Уверенность, прозвучавшую в передовой статье «Известий» от 11 мая, в тот же день сильно поколебало одно событие, которое резко ухудшило положение СССР на востоке. Там развернулось массированное японское наступление и началась русско-японская пограничная война[637]
. В исключительно сложной обстановке, которую усугубил польский отказ, перед Советским правительством открылась неприятная перспектива войны на два фронта. Как следствие обозначилась повышенная потребность в укреплении безопасности. Это проявилось уже в памятной записке английскому правительству, которую Молотов передал британскому послу в Москве 14 мая. В нем решительно отклонялись английские предложения и формулировались новые условия: заключение между Англией, Францией и СССР эффективного пакта взаимопомощи против агрессии; гарантирование со стороны этих трех великих держав государств Центральной и Восточной Европы, находящихся под угрозой агрессии, включая также Латвию, Эстонию, Финляндию. Советское правительство при этом уже ссылалось и на «опыт с Чехословакией» и требовало «заключения конкретного соглашения» между Англией, Францией и СССР о формах и размерах помощи, оказываемой друг другу и гарантируемой государствам, без чего (без такого соглашения) пакты взаимопомощи рисковали «повиснуть в воздухе». СССР также требовал обязательного (военного) соглашения[638].На следующий день после передачи памятной записки Советское правительство собралось на многодневное совещание относительно вновь возникшего положения, на котором заместитель министра иностранных дел Потемкин доложил о результатах своей поездки. Большая часть доклада и последующих дебатов была посвящена отрицательной позиции Польши и боям на востоке[639]

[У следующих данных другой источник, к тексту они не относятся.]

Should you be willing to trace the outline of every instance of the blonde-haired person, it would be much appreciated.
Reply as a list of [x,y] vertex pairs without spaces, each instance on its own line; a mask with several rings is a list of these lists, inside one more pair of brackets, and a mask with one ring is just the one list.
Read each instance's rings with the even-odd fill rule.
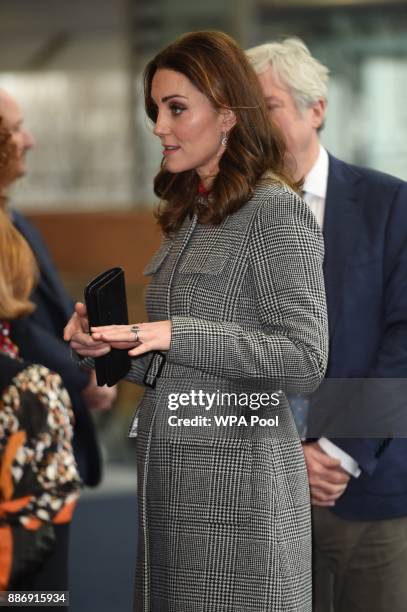
[[[310,399],[303,446],[314,612],[404,612],[407,440],[388,437],[405,428],[386,418],[405,414],[407,184],[321,145],[329,71],[302,41],[271,42],[247,55],[325,239],[329,360],[322,391]],[[367,438],[378,415],[381,429]]]
[[308,483],[283,391],[324,374],[322,237],[233,39],[179,38],[144,92],[163,148],[150,322],[89,335],[78,305],[65,335],[85,357],[128,350],[129,379],[150,385],[134,610],[311,612]]
[[[0,194],[15,149],[0,119]],[[37,266],[0,209],[0,590],[67,590],[68,525],[79,494],[69,396],[19,358],[10,322],[29,315]]]

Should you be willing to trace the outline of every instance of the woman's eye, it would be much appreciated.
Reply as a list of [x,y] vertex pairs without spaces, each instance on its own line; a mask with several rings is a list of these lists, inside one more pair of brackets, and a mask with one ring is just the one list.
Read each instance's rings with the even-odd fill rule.
[[179,104],[171,104],[170,110],[173,115],[180,115],[185,108]]

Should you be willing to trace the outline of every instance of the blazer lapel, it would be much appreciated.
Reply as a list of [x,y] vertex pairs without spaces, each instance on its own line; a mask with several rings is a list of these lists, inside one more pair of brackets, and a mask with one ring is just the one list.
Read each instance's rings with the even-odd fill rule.
[[346,267],[360,236],[363,203],[360,175],[330,155],[324,220],[324,277],[331,340],[340,312]]

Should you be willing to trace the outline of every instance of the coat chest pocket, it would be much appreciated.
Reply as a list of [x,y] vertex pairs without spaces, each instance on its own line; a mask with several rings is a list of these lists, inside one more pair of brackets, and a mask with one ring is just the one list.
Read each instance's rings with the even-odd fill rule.
[[157,270],[162,266],[164,260],[167,258],[170,250],[171,250],[172,242],[170,240],[164,240],[161,247],[157,251],[155,255],[150,259],[148,264],[143,270],[144,276],[151,276],[155,274]]
[[241,524],[252,508],[252,449],[247,440],[169,440],[169,510],[178,522]]
[[218,275],[220,274],[228,261],[229,257],[226,253],[215,256],[199,257],[197,253],[190,253],[183,262],[181,262],[178,272],[179,274],[203,274],[203,275]]

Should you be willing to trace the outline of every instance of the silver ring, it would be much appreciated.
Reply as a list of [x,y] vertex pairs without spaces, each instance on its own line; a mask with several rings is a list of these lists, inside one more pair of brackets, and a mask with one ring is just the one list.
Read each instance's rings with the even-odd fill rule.
[[139,334],[139,331],[140,331],[139,326],[138,325],[132,325],[130,327],[130,331],[133,332],[133,334],[136,335],[136,337],[134,338],[134,342],[138,342],[138,334]]

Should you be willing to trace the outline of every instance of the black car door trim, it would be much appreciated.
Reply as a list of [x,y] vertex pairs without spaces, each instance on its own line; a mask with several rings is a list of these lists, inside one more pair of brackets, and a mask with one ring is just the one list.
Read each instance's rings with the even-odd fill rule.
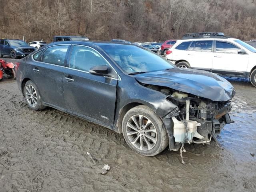
[[[110,66],[110,67],[113,69],[113,70],[114,70],[114,71],[115,72],[116,74],[117,75],[117,77],[118,78],[114,78],[113,77],[105,77],[106,78],[111,78],[111,79],[114,79],[115,80],[117,80],[118,81],[120,81],[122,80],[122,79],[121,78],[121,77],[120,77],[120,76],[119,76],[119,75],[117,73],[117,72],[116,72],[116,70],[114,69],[114,67],[113,67],[113,66],[111,65],[111,64],[110,63],[109,63],[109,62],[108,62],[108,60],[106,59],[106,58],[105,58],[105,57],[104,57],[103,56],[100,54],[100,52],[99,52],[98,51],[97,51],[97,50],[96,50],[95,49],[92,48],[92,47],[90,47],[90,46],[87,46],[86,45],[79,45],[79,44],[72,44],[72,46],[74,46],[75,45],[76,46],[80,46],[82,47],[88,47],[88,48],[90,48],[90,49],[92,49],[93,50],[95,51],[96,52],[97,52],[102,58],[103,58],[104,59],[104,60],[107,62],[107,63],[108,63],[108,65],[109,65],[109,66]],[[68,57],[68,59],[69,59],[69,60],[68,60],[68,61],[67,61],[67,63],[68,63],[68,66],[67,67],[67,68],[68,68],[69,69],[72,69],[73,70],[76,70],[78,71],[81,71],[82,72],[84,72],[85,73],[90,73],[88,71],[83,71],[82,70],[79,70],[78,69],[74,69],[73,68],[71,68],[70,67],[70,56],[71,55],[71,54],[72,54],[72,50],[71,50],[71,51],[70,51],[70,53],[69,53],[69,57]]]

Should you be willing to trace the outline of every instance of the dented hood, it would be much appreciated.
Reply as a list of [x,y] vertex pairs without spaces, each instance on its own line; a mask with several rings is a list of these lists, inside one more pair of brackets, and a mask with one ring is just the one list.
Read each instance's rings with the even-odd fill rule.
[[174,68],[134,77],[142,83],[168,87],[215,101],[230,100],[235,93],[232,85],[225,79],[201,70]]

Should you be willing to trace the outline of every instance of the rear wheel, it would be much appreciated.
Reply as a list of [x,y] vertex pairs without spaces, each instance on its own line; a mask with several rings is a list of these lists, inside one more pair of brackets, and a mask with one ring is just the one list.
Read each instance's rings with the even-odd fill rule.
[[38,89],[32,81],[28,81],[26,83],[24,91],[27,103],[31,109],[38,111],[46,107],[43,105]]
[[10,55],[12,59],[15,59],[18,58],[18,56],[16,55],[16,52],[14,50],[11,51]]
[[129,146],[145,156],[154,156],[168,145],[168,136],[160,118],[150,108],[140,105],[130,109],[124,117],[123,134]]
[[256,87],[256,69],[252,71],[250,76],[250,78],[252,85]]
[[182,61],[176,65],[179,68],[190,68],[189,64],[186,61]]

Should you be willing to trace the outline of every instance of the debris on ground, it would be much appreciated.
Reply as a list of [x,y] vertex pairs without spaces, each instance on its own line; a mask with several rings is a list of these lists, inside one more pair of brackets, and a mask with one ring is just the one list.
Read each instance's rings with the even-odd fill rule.
[[[110,169],[110,167],[108,165],[102,163],[100,158],[93,158],[89,152],[87,152],[87,153],[90,158],[92,160],[94,165],[99,168],[101,168],[100,171],[100,173],[102,174],[106,174],[107,172],[107,171]],[[104,165],[103,167],[102,167],[102,165]]]

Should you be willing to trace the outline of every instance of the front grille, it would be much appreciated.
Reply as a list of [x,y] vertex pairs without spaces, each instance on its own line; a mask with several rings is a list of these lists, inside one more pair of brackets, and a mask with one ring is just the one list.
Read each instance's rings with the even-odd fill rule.
[[24,53],[31,53],[34,51],[34,49],[23,49],[22,51]]

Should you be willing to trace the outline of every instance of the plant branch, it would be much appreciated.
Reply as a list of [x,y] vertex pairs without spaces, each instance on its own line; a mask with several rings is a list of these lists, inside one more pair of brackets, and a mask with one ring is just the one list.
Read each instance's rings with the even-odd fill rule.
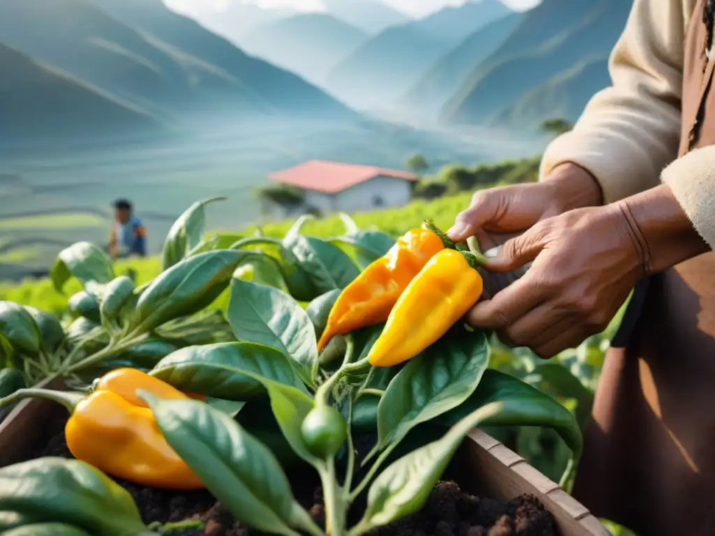
[[[357,398],[357,397],[356,397]],[[352,396],[347,399],[347,467],[345,469],[345,480],[342,483],[342,489],[348,493],[352,487],[352,474],[355,467],[355,447],[352,441],[352,431],[350,425],[352,422]]]
[[345,536],[346,503],[335,477],[335,460],[330,457],[318,469],[325,508],[325,532],[329,536]]
[[375,473],[378,472],[378,470],[380,469],[380,466],[385,462],[385,460],[387,460],[390,455],[393,453],[393,450],[397,446],[397,443],[392,443],[383,451],[380,456],[378,457],[378,459],[375,460],[375,463],[373,464],[373,467],[370,468],[368,474],[365,475],[365,477],[360,483],[358,485],[358,487],[355,490],[350,492],[349,497],[351,502],[357,499],[360,494],[362,493],[365,490],[365,488],[366,488],[370,482],[372,482],[373,479],[375,478]]

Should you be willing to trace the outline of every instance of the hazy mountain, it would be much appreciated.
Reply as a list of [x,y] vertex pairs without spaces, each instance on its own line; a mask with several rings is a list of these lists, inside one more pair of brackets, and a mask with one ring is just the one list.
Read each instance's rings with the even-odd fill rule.
[[154,118],[0,44],[0,140],[55,139],[157,131]]
[[478,0],[443,8],[412,25],[440,41],[456,44],[475,30],[511,13],[499,0]]
[[250,91],[269,109],[291,116],[354,116],[355,112],[300,76],[245,54],[161,0],[94,0],[126,24],[177,54],[218,69]]
[[0,42],[141,106],[191,99],[176,61],[84,1],[0,0]]
[[443,110],[447,121],[479,123],[578,64],[606,55],[631,9],[623,0],[544,0],[470,74]]
[[545,119],[558,118],[573,123],[591,96],[610,84],[608,57],[586,60],[537,86],[490,122],[536,126]]
[[440,58],[405,96],[408,109],[436,116],[466,76],[509,37],[523,18],[512,13],[473,32]]
[[327,13],[370,34],[412,20],[381,0],[322,0],[322,4]]
[[[169,4],[169,6],[171,4]],[[185,14],[234,43],[264,24],[296,14],[292,9],[265,9],[245,0],[229,0],[219,10],[195,9]]]
[[[338,64],[327,76],[327,87],[358,108],[391,105],[464,35],[508,12],[496,0],[485,0],[388,28]],[[453,32],[448,31],[450,25]]]
[[320,83],[367,36],[332,15],[306,13],[259,26],[240,42],[247,52]]

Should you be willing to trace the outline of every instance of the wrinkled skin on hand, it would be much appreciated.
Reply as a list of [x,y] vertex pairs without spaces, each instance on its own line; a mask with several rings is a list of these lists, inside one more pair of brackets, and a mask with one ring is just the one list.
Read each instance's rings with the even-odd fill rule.
[[541,220],[506,242],[488,268],[506,272],[531,261],[521,278],[477,304],[468,322],[543,358],[603,331],[645,273],[631,222],[612,206]]
[[[512,208],[526,206],[521,199],[508,202]],[[513,273],[531,267],[476,304],[467,318],[544,358],[603,331],[643,276],[710,250],[666,185],[605,207],[566,208],[550,217],[546,212],[504,242],[485,268]],[[480,223],[483,228],[491,224]]]
[[[480,190],[468,208],[456,217],[448,231],[450,238],[462,241],[474,236],[486,252],[521,235],[536,223],[575,208],[599,205],[600,187],[585,169],[561,164],[543,182]],[[483,297],[494,296],[523,275],[526,267],[506,273],[480,273]]]

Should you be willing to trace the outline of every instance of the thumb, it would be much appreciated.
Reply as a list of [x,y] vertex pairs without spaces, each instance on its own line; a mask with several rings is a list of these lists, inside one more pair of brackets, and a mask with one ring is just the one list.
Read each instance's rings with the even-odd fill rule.
[[513,272],[533,261],[548,242],[543,226],[535,225],[523,234],[507,240],[501,246],[485,252],[490,272]]
[[472,196],[469,207],[457,214],[447,236],[456,242],[474,236],[477,229],[496,218],[499,207],[503,203],[503,196],[496,190],[476,192]]

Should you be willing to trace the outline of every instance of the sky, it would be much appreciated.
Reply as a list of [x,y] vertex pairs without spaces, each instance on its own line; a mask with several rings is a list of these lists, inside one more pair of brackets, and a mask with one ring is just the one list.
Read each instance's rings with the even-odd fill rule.
[[[413,16],[424,16],[445,6],[459,6],[465,0],[382,0],[401,11]],[[528,9],[540,0],[501,0],[513,9]],[[192,13],[202,9],[220,11],[229,1],[246,1],[264,7],[292,7],[305,11],[321,11],[320,0],[165,0],[171,7]]]

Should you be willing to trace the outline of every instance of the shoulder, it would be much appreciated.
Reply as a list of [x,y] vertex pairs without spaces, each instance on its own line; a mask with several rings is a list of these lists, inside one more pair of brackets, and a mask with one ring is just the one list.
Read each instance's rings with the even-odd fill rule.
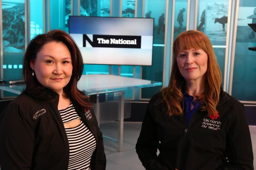
[[154,94],[149,100],[149,104],[157,105],[163,101],[162,92],[160,92]]
[[243,109],[244,107],[243,103],[225,92],[223,91],[222,95],[220,97],[220,100],[221,101],[222,100],[226,100],[224,104],[235,110]]
[[245,117],[244,104],[225,92],[223,92],[221,95],[216,108],[220,114],[224,113],[224,114],[231,116],[233,119]]
[[32,117],[38,110],[38,106],[41,104],[40,100],[23,92],[10,103],[1,114],[19,114],[24,117]]

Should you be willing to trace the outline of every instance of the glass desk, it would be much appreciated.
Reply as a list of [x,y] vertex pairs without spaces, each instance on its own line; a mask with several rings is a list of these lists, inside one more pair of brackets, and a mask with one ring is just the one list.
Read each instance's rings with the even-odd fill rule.
[[[136,88],[161,86],[162,83],[151,80],[127,77],[110,75],[94,74],[83,75],[77,84],[78,89],[88,95],[97,95],[95,114],[99,122],[99,94],[102,93],[120,92],[120,107],[118,107],[117,150],[123,149],[123,119],[124,96],[124,91]],[[24,84],[10,85],[2,84],[0,89],[18,94],[20,94],[25,87]]]

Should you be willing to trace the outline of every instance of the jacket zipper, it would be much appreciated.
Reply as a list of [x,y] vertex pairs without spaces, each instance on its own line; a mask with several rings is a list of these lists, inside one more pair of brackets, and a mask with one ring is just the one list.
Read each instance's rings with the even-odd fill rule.
[[184,139],[183,139],[183,144],[182,146],[182,149],[181,149],[181,157],[180,159],[180,169],[181,169],[181,159],[182,157],[182,153],[183,153],[183,150],[184,149],[184,147],[185,147],[185,142],[186,141],[186,137],[187,136],[187,131],[188,130],[188,128],[189,127],[189,125],[190,124],[190,123],[191,122],[191,121],[192,120],[192,119],[193,117],[194,117],[194,115],[195,115],[195,114],[196,113],[196,112],[197,112],[196,111],[193,114],[193,115],[192,115],[192,116],[191,117],[191,118],[190,119],[190,120],[189,120],[189,122],[188,122],[188,124],[187,125],[187,127],[186,126],[186,120],[187,118],[187,113],[186,113],[186,116],[184,116],[185,117],[185,118],[184,119],[185,119],[185,129],[184,129],[184,131],[183,133],[183,137]]
[[34,120],[36,119],[39,116],[45,113],[46,112],[46,111],[44,109],[38,111],[33,115],[33,119]]

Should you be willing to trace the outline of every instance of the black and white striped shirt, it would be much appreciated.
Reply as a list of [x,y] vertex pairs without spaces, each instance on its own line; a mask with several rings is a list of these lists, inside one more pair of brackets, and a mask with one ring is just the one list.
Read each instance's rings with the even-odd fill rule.
[[[59,110],[64,124],[80,117],[73,105],[66,109]],[[96,141],[92,132],[82,121],[74,128],[65,128],[69,145],[69,160],[68,169],[89,170]]]

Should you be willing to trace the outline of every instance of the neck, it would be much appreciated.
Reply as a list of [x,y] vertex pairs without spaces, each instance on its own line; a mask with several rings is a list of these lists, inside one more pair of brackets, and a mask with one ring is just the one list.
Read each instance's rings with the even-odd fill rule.
[[205,83],[203,79],[199,80],[185,80],[186,91],[194,97],[205,91]]

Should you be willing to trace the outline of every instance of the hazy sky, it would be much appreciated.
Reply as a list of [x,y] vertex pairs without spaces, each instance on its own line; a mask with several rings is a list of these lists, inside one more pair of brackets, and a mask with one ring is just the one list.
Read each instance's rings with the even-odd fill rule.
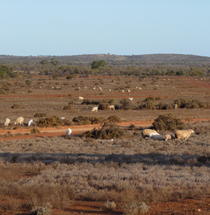
[[210,0],[0,0],[0,55],[210,57]]

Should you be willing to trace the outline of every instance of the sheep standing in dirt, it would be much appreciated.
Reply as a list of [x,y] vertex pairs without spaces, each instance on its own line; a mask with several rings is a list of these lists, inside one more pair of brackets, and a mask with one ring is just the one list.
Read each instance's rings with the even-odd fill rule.
[[158,134],[157,132],[154,132],[154,133],[149,134],[149,139],[162,140],[163,137],[160,134]]
[[165,135],[165,141],[167,141],[167,140],[175,140],[174,135],[173,134],[166,134]]
[[33,125],[33,123],[34,123],[33,119],[30,119],[30,120],[28,121],[28,126]]
[[157,131],[155,130],[152,130],[152,129],[144,129],[142,131],[142,137],[145,138],[145,137],[149,137],[149,134],[150,133],[157,133]]
[[93,107],[91,111],[92,112],[98,112],[98,107]]
[[5,126],[8,126],[9,123],[10,123],[10,119],[9,119],[9,118],[6,118],[6,119],[4,120],[4,125],[5,125]]
[[187,140],[191,134],[193,134],[194,131],[192,129],[189,129],[189,130],[176,130],[175,131],[175,138],[177,140],[179,139],[185,139]]
[[15,125],[21,125],[23,124],[24,122],[24,118],[21,116],[21,117],[18,117],[15,121]]
[[68,129],[66,130],[66,134],[67,134],[68,136],[71,135],[71,132],[72,132],[71,128],[68,128]]
[[84,98],[83,98],[82,96],[79,96],[79,101],[81,101],[81,102],[82,102],[82,101],[83,101],[83,99],[84,99]]
[[109,110],[115,110],[115,106],[114,105],[109,105],[108,108],[109,108]]

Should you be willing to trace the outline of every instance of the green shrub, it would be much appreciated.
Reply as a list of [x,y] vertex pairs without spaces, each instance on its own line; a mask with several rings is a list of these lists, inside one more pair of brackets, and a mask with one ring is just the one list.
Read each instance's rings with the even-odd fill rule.
[[63,110],[73,110],[74,108],[72,107],[72,105],[65,105],[63,107]]
[[11,108],[12,109],[18,109],[18,108],[20,108],[20,105],[19,104],[14,104],[14,105],[11,106]]
[[120,117],[119,117],[119,116],[116,116],[116,115],[110,116],[107,120],[108,120],[109,122],[121,122]]
[[99,110],[108,110],[109,104],[108,103],[101,103],[99,106],[98,106],[98,109]]
[[185,124],[177,116],[173,114],[160,115],[153,122],[153,127],[156,130],[174,130],[174,129],[184,129]]
[[30,132],[31,132],[31,134],[38,134],[38,133],[40,133],[40,130],[38,128],[32,128],[30,130]]
[[35,206],[30,211],[31,215],[50,215],[51,214],[52,205],[50,203],[46,203],[43,206]]
[[73,122],[79,125],[88,125],[88,124],[100,124],[103,123],[106,119],[103,117],[88,117],[88,116],[77,116],[72,119]]
[[120,101],[121,104],[121,109],[123,110],[132,110],[134,109],[134,106],[132,104],[132,102],[129,99],[122,99]]
[[124,207],[124,215],[142,215],[145,214],[149,210],[149,206],[147,206],[144,202],[131,202],[125,205]]
[[148,100],[146,102],[142,102],[142,104],[139,106],[139,109],[155,110],[156,107],[153,101]]
[[34,117],[46,117],[47,114],[46,113],[36,113],[34,114]]
[[83,136],[95,139],[112,139],[120,138],[126,135],[126,132],[119,128],[114,123],[105,122],[100,129],[92,129],[91,131],[86,131]]
[[50,126],[64,126],[64,125],[72,125],[73,123],[67,119],[62,120],[57,116],[51,116],[48,118],[41,118],[36,123],[39,127],[50,127]]

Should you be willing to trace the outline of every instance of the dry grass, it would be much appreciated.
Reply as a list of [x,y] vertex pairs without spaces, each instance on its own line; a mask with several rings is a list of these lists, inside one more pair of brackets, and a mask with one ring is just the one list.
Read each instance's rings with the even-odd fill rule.
[[48,201],[54,208],[68,208],[73,199],[148,204],[210,194],[209,138],[205,131],[187,141],[165,142],[145,140],[135,131],[132,138],[114,142],[79,137],[5,141],[0,192],[29,199],[32,206]]

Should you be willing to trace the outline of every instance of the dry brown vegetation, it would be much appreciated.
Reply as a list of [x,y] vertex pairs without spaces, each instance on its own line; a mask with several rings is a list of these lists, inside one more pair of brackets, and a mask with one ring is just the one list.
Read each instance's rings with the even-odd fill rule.
[[[52,213],[59,214],[62,211],[68,214],[72,213],[74,202],[91,200],[101,201],[102,205],[108,201],[116,202],[117,207],[113,211],[118,214],[123,213],[127,203],[143,201],[151,206],[148,213],[157,214],[152,212],[152,205],[156,202],[210,195],[210,109],[204,105],[209,101],[210,83],[208,78],[196,79],[89,77],[53,80],[35,77],[30,94],[25,85],[26,78],[8,80],[9,94],[0,95],[0,131],[26,128],[26,125],[14,126],[19,116],[23,116],[25,122],[32,118],[43,126],[48,126],[51,120],[57,127],[65,122],[71,127],[76,123],[73,119],[80,119],[81,116],[84,121],[102,123],[108,118],[111,122],[146,121],[173,114],[184,119],[185,127],[193,129],[195,133],[187,141],[155,141],[143,139],[141,128],[131,125],[125,137],[114,138],[114,141],[80,135],[1,141],[0,213],[18,210],[29,213],[33,208],[50,204]],[[3,84],[0,82],[1,87]],[[60,88],[55,90],[57,86]],[[103,90],[94,91],[93,86],[101,86]],[[89,101],[82,104],[78,101],[79,96]],[[128,102],[128,97],[134,100]],[[171,104],[181,98],[190,101],[185,104],[203,102],[204,106],[195,105],[196,108],[190,109],[186,109],[186,106],[165,110],[140,109],[141,104],[148,102],[146,98],[150,98],[149,102],[153,100],[154,107],[160,101]],[[110,104],[111,100],[115,110],[91,112],[97,101],[98,104]],[[200,103],[191,102],[193,100]],[[11,108],[14,104],[19,104],[19,108]],[[69,105],[72,108],[63,109]],[[8,127],[3,125],[7,117],[11,119]],[[60,117],[65,117],[65,120],[62,121]],[[194,122],[196,119],[206,121]],[[32,132],[36,132],[39,127],[32,129]],[[172,131],[159,133],[164,136]],[[10,136],[11,133],[6,135]],[[103,207],[99,211],[104,212]]]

. Другие вопросы касались безопасности в Прибалтике[640], поведения Англии и Германии. Совещание оказалось трудным и длительным. Предусмотренную поездку Потемкина в Женеву в Лигу Наций, заседаниями которой он должен был руководить, после долгих переносов (15 — 22 мая) вообще отменили[641].Главная проблема по-прежнему сводилась к тому, каким образом СССР мог бы своевременно побудить Англию заключить нужный союз. Если судить на основании более поздней интерпретации (материалами совещания автор не располагает), то, по мнению советской стороны, Англия занимала по отношению к Советскому государству и его интересам «оскорбительно пренебрежительную» позицию и демонстрировала свое нежелание «признать равноправие партнеров, взаимность обязательств в качестве основы союзных отношений». Поведение Англии советская сторона объясняла стремлением «подменить действительно эффективное сопротивление надвигающейся агрессии созданием ситуации, прямо провоцировавшей вооруженное столкновение между Германией и СССР, в котором Советский Союз оставался бы практически один на один с нацизмом». Положение складывалось прямо-таки «парадоксальное. Готовясь к нападению на Польшу, фашистская Германия совершенно недвусмысленно имела в виду обеспечение тыла для войны на западе, откладывая «поход на Россию» на последующий этап своей агрессии. Непосредственная, прямая опасность грозила Западу; опасность для СССР носила пока косвенный, потенциальный характер. Разгромив и оккупировав Польшу (в быстротечности такой операции советские военные специалисты не сомневались), а также, по всей вероятности, Прибалтику, германская армия выходила на ближайшие подступы к Минску, Витебску, Ленинграду»[642]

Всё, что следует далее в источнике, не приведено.